Limitations to this study include that it was performed at a single institution, it was difficult if not impossible to control all variables that may have contributed to technologist performance, and evaluation for lens inclusion was performed after the scan. We also found that our model was very accurate for detecting native lenses but was somewhat overly sensitive to intraocular lens implants. This is arguably acceptable both because head positioning and gantry tilt still should exclude this anatomy, and also because a quality control project generally favors sensitivity over specificity, but this still could likely be improved upon. We also found one false negative exam where the patient’s head was rotated a full 90°; this is an unusual case but something that could be trained for either with additional data collection or data augmentation (specifically rotation) prior to training.

Further data collection, particularly patients with intraocular lens implants and from other sites or outside institutions, might better generalize our model and improve performance. There may be unforeseen benefit in including thin slice or reconstructed datasets in addition to standard 3 mm axial images which we did not explore. For the quality improvement portion, one might perform a modified version of this study at another site or institution while attempting to control for each interventional variable (group notifications, individual performance reviews, operational decisions and purchases, etc.), but this would be more challenging and we are not particularly confident this would result in substantial improvement beyond what we have already explored in this project.

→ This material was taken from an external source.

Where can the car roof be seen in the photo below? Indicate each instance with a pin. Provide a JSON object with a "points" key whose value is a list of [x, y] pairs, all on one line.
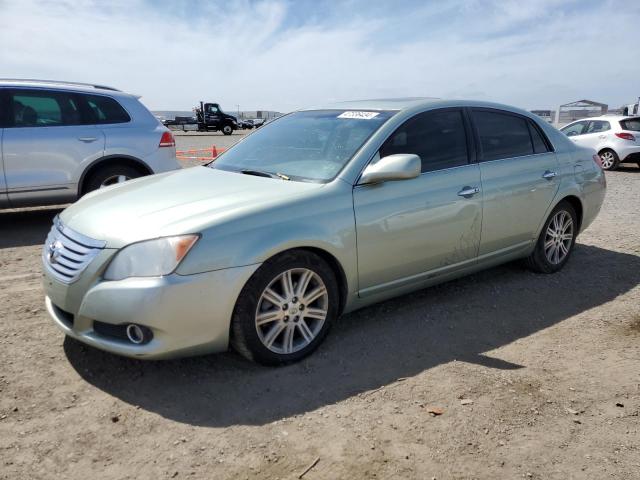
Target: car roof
{"points": [[61, 85], [613, 118], [415, 104]]}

Integration of a lens detection predictive model at the time of patient positioning or scout image acquisition could prevent lenses from being included in the first place. This would require a different type of model, whether DL or other, and would also require integration with proprietary scanner software and hardware.

Conclusions

Deep learning object detection models have real-world utility to improve quality of CT scanning and patient care. Similar models may be integrated with CT scanner software and hardware to prevent lenses from being included in the scan beforehand. There may also be a role for this or similar DL models in population health studies.